Pipe-like concretions up to several m long and several dm in diameter are widespread in the Navajo Ss of our study area. The pipes are composed of a core of light-colored sandstone surrounded by a dark, cylindrical rind cemented by iron oxide. Numerous, parallel pipes form dense clusters where adjacent pipes have coalesced. Near Escalante, clusters of pipes extend SE from prominent, NE-SW oriented joints. At Capitol Gorge, pipes are clustered east of a vertical fault within the east limb of the Waterpocket Fold. Using trends of pipe-like concretions exposed near Escalante, we delineated an ancient, 100 km-long, groundwater flow system that reached from the Aquarius Plateau to the ancestral Colorado River. Our work has shown that, like many other iron-oxide cements in concretions, the oxides in the Navajo structures are alteration products of pre-existing concretions that were first cemented by a reduced-iron mineral. Because pipes lie directly down gradient from a CO2 reservoir, and because they are spatially associated with joints, we conclude that their precursors were siderite-cemented and formed during aquifer degassing. Although we originally assumed that the cylindrical shape of the modern concretions was inherited from siderite precursors, we here argue that (for a large majority of the structures) this shape first appeared later, during the oxidation process.

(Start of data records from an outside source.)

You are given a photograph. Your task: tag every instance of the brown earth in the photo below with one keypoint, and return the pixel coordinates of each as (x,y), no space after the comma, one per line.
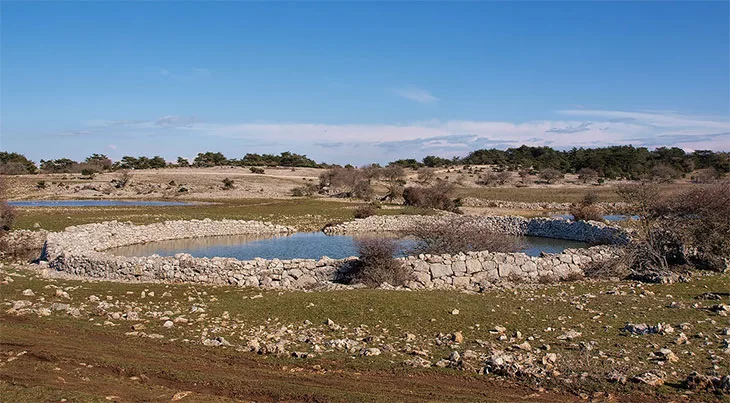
(79,363)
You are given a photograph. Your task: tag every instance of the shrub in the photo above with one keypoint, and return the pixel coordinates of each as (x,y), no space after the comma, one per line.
(690,227)
(551,175)
(587,175)
(7,212)
(364,211)
(227,184)
(304,191)
(426,175)
(376,264)
(587,210)
(439,196)
(459,235)
(122,180)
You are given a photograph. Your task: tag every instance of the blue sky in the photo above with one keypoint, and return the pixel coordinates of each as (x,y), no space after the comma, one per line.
(360,82)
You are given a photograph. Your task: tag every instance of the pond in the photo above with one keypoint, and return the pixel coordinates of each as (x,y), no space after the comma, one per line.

This conclusion is based on: 1) differences between pipe-like structures and boxworks in the Navajo Sandstone that we confidently interpret as oxidation products of large, fusiform, siderite-cemented masses, and 2) similarities of the pipes to the morphologies of nonplanar reaction fronts (“fingers”) that develop in sandstones via positive feedback mechanisms when moving fluids dissolve cement. The cylindrical, iron-oxide rinds that originate at joint surfaces formed when colonies of iron-oxidizing microorganisms established themselves along the perimeters of dissolution fingers and metabolized Fe++ (derived from siderite cement), using O2 as an electron acceptor. Pipes formed in structureless rock cemented by siderite that had precipitated earlier on the down-gradient side of fractures. Like other pipe-like concretions, these formed parallel to groundwater flow, but they record dissolution, not precipitation of a carbonate mineral.